15 ülke ve 2,1 milyarlık nüfusu kapsayan RCEP, küresel gayri safi yurt içi hasılanın %30'una tekabül ediyor.

***Sonuç olarak;      

Çocuğun birisi bal yiyince vücudunda yaralar çıkıyormuş, ama bir türlü bal yemeyi de bırakamıyormuş.

Ailesi, çocuklarının bal tutkusunu önleyebilmek için hekimlere gitmişler, tedbirler uygulamışlar, ama nafile!

Sonunda, tavsiye üzerine, İmam-ı Azam Hazretlerine gitmişler.

İmam Azam, sorunu dinledikten sonra çocuğun ana ve babasına;

“40 gün sonra gelin” demiş.

Anne ve baba buna bir anlam veremese de çaresizlik içinde mecburen geri dönmüşler.

40 Gün geçtikten sonra tekrar İmam-ı Azam Hazretlerinin huzuruna varmışlar.

İmam-ı Azam, çocukla kısa bir görüşme yaptıktan sonra ona;

“Bundan sonra bal yeme evlâdım!” demiş.

Sonra da çocuğun ailesine dönüp; “Tamam, gidebilirsiniz.” demiş.
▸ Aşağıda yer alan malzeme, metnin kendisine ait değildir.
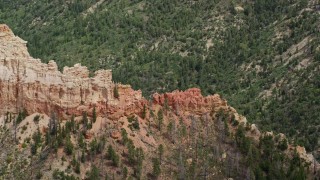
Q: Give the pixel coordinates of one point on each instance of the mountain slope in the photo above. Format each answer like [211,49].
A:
[262,56]
[66,125]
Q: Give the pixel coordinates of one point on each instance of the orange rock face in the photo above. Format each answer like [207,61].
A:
[28,83]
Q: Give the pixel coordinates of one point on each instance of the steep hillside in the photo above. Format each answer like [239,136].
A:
[263,56]
[66,125]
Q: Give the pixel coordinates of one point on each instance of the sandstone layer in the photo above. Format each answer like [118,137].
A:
[26,82]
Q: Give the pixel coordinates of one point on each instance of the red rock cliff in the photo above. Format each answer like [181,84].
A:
[28,83]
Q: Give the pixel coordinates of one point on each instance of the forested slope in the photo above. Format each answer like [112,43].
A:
[263,56]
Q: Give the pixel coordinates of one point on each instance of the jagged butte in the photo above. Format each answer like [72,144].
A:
[27,83]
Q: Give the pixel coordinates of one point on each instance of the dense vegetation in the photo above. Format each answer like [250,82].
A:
[211,146]
[263,59]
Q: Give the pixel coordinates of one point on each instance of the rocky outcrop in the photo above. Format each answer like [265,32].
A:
[28,83]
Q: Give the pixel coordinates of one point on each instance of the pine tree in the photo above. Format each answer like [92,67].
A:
[156,167]
[94,115]
[160,119]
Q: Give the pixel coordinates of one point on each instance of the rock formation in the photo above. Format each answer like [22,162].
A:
[28,83]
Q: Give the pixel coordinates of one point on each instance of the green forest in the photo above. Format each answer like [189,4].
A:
[262,56]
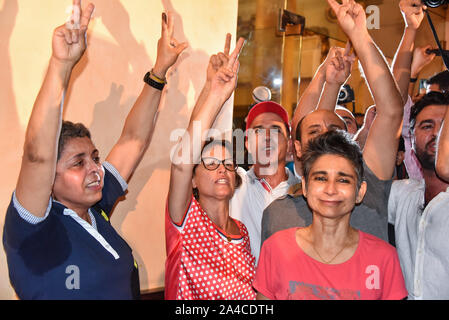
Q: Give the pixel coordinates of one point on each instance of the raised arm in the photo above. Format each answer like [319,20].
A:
[187,153]
[442,158]
[382,142]
[413,14]
[138,129]
[338,71]
[311,96]
[37,172]
[420,59]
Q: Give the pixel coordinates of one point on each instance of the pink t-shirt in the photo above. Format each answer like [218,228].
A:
[203,263]
[285,272]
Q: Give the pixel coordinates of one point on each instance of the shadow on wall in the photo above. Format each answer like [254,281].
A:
[9,120]
[11,132]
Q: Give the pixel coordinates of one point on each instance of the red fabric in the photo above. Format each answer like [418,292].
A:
[202,264]
[285,272]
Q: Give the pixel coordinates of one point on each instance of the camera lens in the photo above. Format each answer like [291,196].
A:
[434,3]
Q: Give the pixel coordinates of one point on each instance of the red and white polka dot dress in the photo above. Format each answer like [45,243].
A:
[211,265]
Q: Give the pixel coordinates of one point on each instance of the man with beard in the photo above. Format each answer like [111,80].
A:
[379,153]
[418,208]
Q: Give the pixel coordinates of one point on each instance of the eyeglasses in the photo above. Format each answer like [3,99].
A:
[212,164]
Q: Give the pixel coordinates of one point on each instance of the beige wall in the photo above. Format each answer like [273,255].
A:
[106,82]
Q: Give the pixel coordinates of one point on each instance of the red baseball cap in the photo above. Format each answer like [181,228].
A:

Anne-baba şaşkınlık içinde. “Bu mudur yani?” dermişçesine birbirine bakmışlar.

Öyle ya, 40 gün bekleyip de sonunda sadece bir cümle duymak, anlaşılır bir durum değilmiş.

Fakat karşılarındaki zat da devrin en büyük âlimi… Onun dediği gibi yapmışlar ve evlerine dönmüşler.

Sonraki günlerde bakmışlar ki çocukları artık bal istemiyor!

Merak etmişler bunun sebebini.

İmam-ı Azam’ı tekrardan ziyaret etmişler ve ona; “Efendim, ona bir cümle söylediniz. Nasıl onu baldan vazgeçirebildiniz? Nedir bunun hikmeti?” diye sormuşlar.

Gülümseyerek şöyle cevap vermiş İmam-ı Azam: “40 gün önce, ben de bal yiyordum. Bal yiyen birinin, başkasına bal yeme demesi etkili olmazdı. Sizin ilk gelişinizde bal yemeyi kestim, önce nefsimde denedim bunu. Kendim bunu bırakmanın mümkün olduğunu görünce sözüm de ona tesir etti.”

Bu hikâye, bize başkalarına tesir edebilmek için önce kendimizi düzeltmemiz gerektiğini anlatır. Kendisini düzeltmeyen başkalarını asla düzeltemez.

Reform olacaksa gerçek ve adil olmalı. Revize sürekli yapılabilir ama etkili olmaz. Asırlık rüyamız için süratle reform yapılmalı.